INTITULE DE PROJET / PROGRAMME Biotechnologies et Biosécurité
SECTEUR D'INTERVENTION Recherche et Développement
ORGANISME RESPONSABLE Ministère chargé de la recherche et de la technologie
PROBLEMATIQUE, JUSTIFICATION L’Etude sur l’évaluation de la biodiversité au Niger (Mai 1998), a montré que 90% des besoins fondamentaux des populations rurales du pays sont satisfaits à partir des ressources biologiques. Mais celles-ci subissent des menaces multiformes (actions anthropiques, sécheresse, désertification, inondations, érosion physique, érosion génétique, attaques parasitaires, baisse de fertilité des sols, de contrôle sanitaire, etc.).

Devant cette situation, le Niger s’est doté d' instruments juridiques et institutionnels visant la protection et l’utilisation durable des ressources génétiques, éléments qui s’avèrent insuffisants, voire inefficaces.

Actuellement, pour faire face à certaines de ces menaces, on est de plus en plus tenté à faire recours à des biotechnologies, en appui aux pratiques traditionnelles.

En effet, l’intégration des biotechnologies végétales à nos systèmes de production agricole pourrait apporter une amélioration aussi bien qualitative (culture de méristèmes, croisements interspécifiques) que quantitative (micropropagation, embryogenèse sanitaire), au niveau des rendements. Cette intégration pourrait également contribuer à assurer une meilleure conservation des éléments de la biodiversité.

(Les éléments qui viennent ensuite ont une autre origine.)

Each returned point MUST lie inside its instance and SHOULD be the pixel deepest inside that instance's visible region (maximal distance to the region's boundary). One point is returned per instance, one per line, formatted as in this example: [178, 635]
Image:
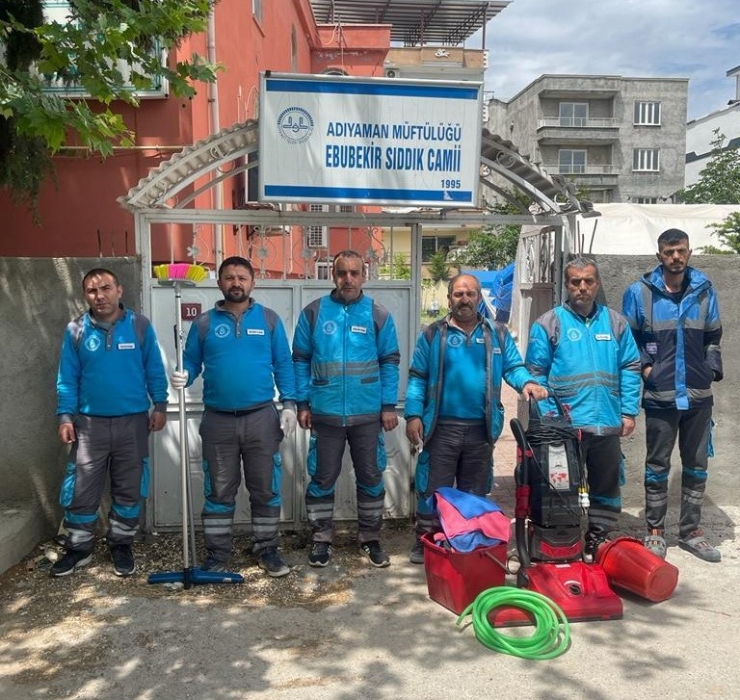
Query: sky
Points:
[695, 39]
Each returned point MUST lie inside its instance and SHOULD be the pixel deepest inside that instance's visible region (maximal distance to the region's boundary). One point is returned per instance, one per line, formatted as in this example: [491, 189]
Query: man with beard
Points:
[586, 355]
[244, 352]
[346, 359]
[674, 315]
[453, 402]
[110, 373]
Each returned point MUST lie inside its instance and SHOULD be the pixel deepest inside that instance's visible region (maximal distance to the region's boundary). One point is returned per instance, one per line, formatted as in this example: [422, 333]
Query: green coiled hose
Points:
[551, 636]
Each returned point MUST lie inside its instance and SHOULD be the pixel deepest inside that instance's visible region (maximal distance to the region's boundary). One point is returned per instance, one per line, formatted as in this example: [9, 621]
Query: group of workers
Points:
[340, 379]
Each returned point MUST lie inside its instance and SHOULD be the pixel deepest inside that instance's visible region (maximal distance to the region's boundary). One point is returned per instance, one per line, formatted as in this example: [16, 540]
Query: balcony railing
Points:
[581, 169]
[578, 122]
[58, 11]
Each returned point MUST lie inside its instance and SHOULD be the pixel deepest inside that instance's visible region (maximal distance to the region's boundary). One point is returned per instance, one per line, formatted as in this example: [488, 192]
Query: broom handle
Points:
[183, 433]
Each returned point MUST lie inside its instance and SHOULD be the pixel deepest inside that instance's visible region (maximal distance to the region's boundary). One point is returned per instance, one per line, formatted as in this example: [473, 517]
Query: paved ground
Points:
[374, 635]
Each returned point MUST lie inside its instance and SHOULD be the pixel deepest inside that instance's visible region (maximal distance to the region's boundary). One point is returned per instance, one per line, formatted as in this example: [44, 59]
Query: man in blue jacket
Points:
[674, 315]
[346, 358]
[244, 352]
[586, 355]
[453, 403]
[110, 374]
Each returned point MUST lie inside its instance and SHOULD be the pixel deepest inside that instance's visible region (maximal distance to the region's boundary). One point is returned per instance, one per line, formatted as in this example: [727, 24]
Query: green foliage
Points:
[438, 267]
[491, 248]
[719, 181]
[400, 270]
[34, 125]
[495, 247]
[729, 234]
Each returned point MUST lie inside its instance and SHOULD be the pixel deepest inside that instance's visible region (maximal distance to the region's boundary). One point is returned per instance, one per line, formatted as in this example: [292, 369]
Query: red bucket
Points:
[454, 579]
[629, 565]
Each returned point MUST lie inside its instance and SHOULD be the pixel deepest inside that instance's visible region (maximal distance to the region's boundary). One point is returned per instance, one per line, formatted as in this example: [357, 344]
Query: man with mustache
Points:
[453, 402]
[346, 359]
[585, 353]
[674, 315]
[243, 350]
[110, 373]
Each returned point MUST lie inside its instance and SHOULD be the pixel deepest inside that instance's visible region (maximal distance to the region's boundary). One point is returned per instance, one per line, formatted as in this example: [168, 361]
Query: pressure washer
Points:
[551, 515]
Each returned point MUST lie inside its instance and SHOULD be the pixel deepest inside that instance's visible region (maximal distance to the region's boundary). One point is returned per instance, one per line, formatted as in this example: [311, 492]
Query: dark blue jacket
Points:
[679, 339]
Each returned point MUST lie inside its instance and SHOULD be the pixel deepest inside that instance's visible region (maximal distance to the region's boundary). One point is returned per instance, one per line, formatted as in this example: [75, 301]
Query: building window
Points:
[573, 113]
[646, 160]
[647, 113]
[571, 162]
[315, 235]
[431, 244]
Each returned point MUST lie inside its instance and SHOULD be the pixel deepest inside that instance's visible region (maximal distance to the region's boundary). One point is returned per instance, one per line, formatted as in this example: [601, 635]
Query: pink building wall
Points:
[80, 215]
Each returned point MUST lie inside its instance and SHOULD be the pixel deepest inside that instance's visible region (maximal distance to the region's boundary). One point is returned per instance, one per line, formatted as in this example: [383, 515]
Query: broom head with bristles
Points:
[180, 271]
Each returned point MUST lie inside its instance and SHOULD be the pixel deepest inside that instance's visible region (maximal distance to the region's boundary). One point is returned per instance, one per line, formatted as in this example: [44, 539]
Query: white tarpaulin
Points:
[633, 229]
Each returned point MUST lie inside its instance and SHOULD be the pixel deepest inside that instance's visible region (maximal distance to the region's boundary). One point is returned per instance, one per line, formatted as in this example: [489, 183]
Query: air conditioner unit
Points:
[322, 270]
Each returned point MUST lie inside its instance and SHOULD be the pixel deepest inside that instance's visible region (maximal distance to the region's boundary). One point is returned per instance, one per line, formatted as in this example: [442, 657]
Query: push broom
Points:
[177, 276]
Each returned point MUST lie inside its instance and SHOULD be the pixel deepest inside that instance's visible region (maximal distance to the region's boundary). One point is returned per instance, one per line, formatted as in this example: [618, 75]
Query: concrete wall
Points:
[38, 297]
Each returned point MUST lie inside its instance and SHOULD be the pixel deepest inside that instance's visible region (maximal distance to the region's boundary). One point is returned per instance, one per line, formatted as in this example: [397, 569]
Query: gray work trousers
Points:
[692, 428]
[232, 442]
[118, 446]
[326, 449]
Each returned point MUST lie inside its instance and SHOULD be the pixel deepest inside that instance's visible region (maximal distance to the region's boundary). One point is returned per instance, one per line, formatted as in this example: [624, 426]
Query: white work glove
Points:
[179, 379]
[288, 421]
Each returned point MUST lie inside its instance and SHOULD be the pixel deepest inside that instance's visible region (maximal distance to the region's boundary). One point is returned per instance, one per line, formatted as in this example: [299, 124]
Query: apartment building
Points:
[616, 139]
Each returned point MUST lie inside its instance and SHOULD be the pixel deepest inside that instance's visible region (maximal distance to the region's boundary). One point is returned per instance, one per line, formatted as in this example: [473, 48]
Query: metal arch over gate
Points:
[168, 196]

Mais, l’utilisation de ces biotechnologies comporte des risques potentiels liés à l’introduction d’espèces étrangères et d’organismes génétiquement modifiés, pouvant entraîner des déséquilibres profonds dans le fonctionnement des écosystèmes.

Force est de constater que le Niger ne dispose pas actuellement des moyens nécessaires (infrastructures, ressources humaines suffisantes) pour utiliser efficacement ces biotechnologies, contrôler et maîtriser leurs risques.

Il est à noter actuellement non seulement un vide juridique et institutionnel en matière de biosécurité, mais également une absence de laboratoire de culture in-vitro et une insuffisance notoire de biotechnologistes.

Or, la République du Niger ayant ratifié la Convention sur la Diversité Biologique, notamment en ses articles 89 et 19, doit tout faire pour promouvoir les biotechnologies dans la valorisation de cette diversité biologique et pour prévenir les risques éventuels, par la mise en place d’une stratégie nationale en matière de biosécurité.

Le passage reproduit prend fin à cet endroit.